One more degree of difficulty, they decided to have me speak Mandarin. And so by taking speech samples of my voice they actually have built a computational model of my entire vocal tract. They took a Chinese speaker, who had perfect Mandarin intonation, and they took her speech and we can type any text, the computer converts the text to speech, converts that into Mandarin, and has my head speak it. And so even though I can't utter any more than ni hau in Mandarin, the head speaks perfect Chinese.

So, people began to really appreciate that when you start to stitch these things together, the 3D modeling, the facial animation, and even the ability to have real-time translation, that's one of the things that we're really focused on now is the ability to have one person speak in one language, and have it come out in a different language in real time.

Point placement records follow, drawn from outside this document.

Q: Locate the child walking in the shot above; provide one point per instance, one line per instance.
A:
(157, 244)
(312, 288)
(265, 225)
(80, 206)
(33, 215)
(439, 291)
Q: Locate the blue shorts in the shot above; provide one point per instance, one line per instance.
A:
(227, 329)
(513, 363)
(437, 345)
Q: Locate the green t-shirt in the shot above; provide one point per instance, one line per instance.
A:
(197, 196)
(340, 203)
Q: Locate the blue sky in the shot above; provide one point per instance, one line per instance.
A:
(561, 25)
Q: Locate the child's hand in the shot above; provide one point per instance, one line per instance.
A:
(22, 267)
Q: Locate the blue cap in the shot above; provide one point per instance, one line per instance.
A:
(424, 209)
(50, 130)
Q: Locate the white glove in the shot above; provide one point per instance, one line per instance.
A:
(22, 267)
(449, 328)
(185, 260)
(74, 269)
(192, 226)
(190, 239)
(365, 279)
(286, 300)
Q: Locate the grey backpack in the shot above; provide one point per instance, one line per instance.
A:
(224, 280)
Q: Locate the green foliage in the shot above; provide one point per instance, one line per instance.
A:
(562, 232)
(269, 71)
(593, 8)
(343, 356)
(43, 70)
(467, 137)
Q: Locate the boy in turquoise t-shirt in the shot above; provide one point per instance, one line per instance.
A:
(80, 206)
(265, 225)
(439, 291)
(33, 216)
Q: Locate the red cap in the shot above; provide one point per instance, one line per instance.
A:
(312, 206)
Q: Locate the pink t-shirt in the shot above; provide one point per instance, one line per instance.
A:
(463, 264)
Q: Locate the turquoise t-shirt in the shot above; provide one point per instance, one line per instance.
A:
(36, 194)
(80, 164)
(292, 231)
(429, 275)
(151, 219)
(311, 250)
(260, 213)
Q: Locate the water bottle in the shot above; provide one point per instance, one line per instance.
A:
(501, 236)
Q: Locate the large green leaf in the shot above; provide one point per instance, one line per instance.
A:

And we're getting surprisingly close to being able to do that.

So, if you think about what that's like in a world that's as globalized as the one we're all living and working in now, the ability to go places in a virtual environment, meet a photo-realistic model of an avatar of someone that you want to work with, or collaborate with, and even if they don't speak your native language, you just talk, they hear it in their language, they speak, you hear it in your language. That stuff is not science fiction any longer.

I think that all the things that I've shown, including that, probably will certainly happen within, I think, five years. And so I think these are just tremendously exciting times. The kinds of things that we're able to do with these computational facilities, the ability to integrate all this data, and importantly, the ability to bring together people, whether it's for entertainment, productivity, collaboration, training, teaching, medicine, whatever it is, I think it's going to be dramatically improved through the use of all this.

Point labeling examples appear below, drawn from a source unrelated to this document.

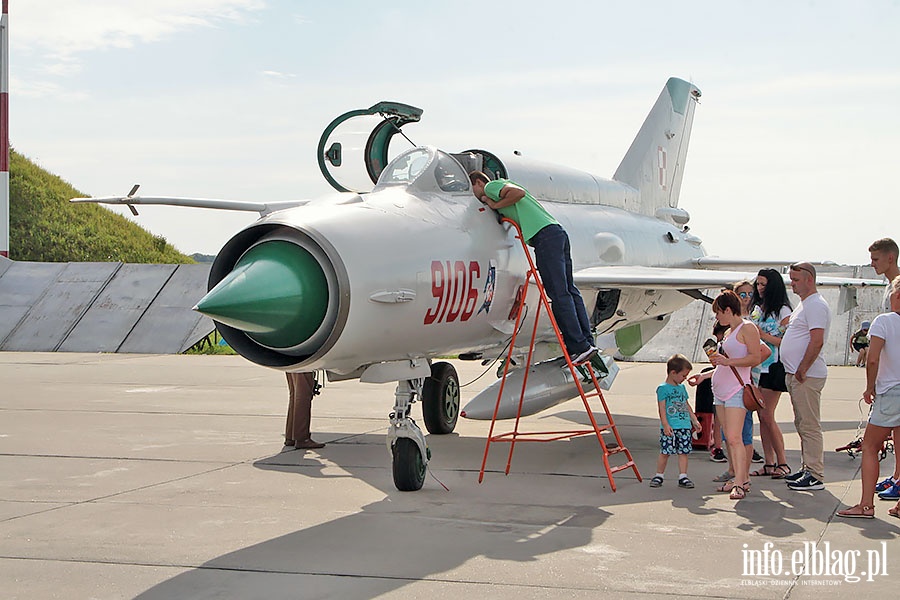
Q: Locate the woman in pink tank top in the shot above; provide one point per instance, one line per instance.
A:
(740, 349)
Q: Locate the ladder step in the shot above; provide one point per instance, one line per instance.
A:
(627, 465)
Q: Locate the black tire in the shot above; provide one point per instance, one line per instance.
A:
(440, 399)
(408, 466)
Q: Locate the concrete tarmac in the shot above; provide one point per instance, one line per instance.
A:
(131, 476)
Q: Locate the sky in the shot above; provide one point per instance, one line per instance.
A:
(793, 153)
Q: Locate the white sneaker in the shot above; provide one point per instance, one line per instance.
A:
(584, 356)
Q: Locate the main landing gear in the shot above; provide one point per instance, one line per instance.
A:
(440, 409)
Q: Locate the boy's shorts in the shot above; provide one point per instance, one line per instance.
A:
(677, 443)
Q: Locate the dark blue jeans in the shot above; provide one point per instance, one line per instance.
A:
(554, 261)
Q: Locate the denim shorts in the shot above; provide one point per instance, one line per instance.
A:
(886, 408)
(677, 443)
(736, 401)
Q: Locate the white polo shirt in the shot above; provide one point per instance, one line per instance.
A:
(813, 313)
(887, 327)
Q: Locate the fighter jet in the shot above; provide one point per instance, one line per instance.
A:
(402, 264)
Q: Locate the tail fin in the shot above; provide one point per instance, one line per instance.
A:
(654, 164)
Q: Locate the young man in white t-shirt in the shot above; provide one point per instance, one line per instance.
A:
(883, 258)
(801, 354)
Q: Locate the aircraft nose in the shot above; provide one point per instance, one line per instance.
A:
(277, 294)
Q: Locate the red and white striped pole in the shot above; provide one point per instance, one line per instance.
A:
(4, 131)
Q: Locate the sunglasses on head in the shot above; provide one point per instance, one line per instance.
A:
(796, 267)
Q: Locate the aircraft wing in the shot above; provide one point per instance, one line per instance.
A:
(131, 200)
(686, 278)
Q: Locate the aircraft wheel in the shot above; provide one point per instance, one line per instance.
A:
(409, 468)
(440, 399)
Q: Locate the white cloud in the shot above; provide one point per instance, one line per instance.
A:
(62, 29)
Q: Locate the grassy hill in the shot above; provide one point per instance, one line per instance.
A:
(45, 227)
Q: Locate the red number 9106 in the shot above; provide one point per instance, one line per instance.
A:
(453, 287)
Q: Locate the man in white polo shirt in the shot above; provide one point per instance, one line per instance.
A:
(801, 353)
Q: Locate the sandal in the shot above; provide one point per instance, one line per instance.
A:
(858, 512)
(764, 471)
(781, 470)
(724, 478)
(726, 487)
(739, 492)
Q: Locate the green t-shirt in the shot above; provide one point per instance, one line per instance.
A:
(527, 212)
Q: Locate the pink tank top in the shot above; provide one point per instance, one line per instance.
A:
(725, 384)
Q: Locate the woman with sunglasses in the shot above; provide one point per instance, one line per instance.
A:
(771, 313)
(741, 350)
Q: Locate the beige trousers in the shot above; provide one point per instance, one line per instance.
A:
(301, 386)
(806, 398)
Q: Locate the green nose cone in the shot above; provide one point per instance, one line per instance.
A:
(277, 294)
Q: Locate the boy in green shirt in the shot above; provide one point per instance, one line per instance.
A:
(553, 256)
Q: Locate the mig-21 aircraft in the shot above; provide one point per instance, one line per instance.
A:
(402, 264)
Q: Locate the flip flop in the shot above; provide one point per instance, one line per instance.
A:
(847, 514)
(723, 478)
(764, 471)
(739, 492)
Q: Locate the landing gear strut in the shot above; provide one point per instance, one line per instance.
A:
(440, 409)
(406, 441)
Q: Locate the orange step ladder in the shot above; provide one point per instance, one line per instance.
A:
(514, 436)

So, while all of us can approach our sort of day jobs of science, or engineering, or education, or whatever it might be, and computers as we've known them have already been a great asset, I think we're just at the surface of what's going to happen when computers really do become more like us, and through them our ability to communicate and present ourselves around the world in completely natural ways and have the computer help us get stuff done, will provide as much benefit to mankind going forward, at the margin, as everything computing has done for mankind in the last 50 years. And that's a lot.

So, it's been fantastic to have the time to show you this and I have a couple of things to do before we do a Q&A.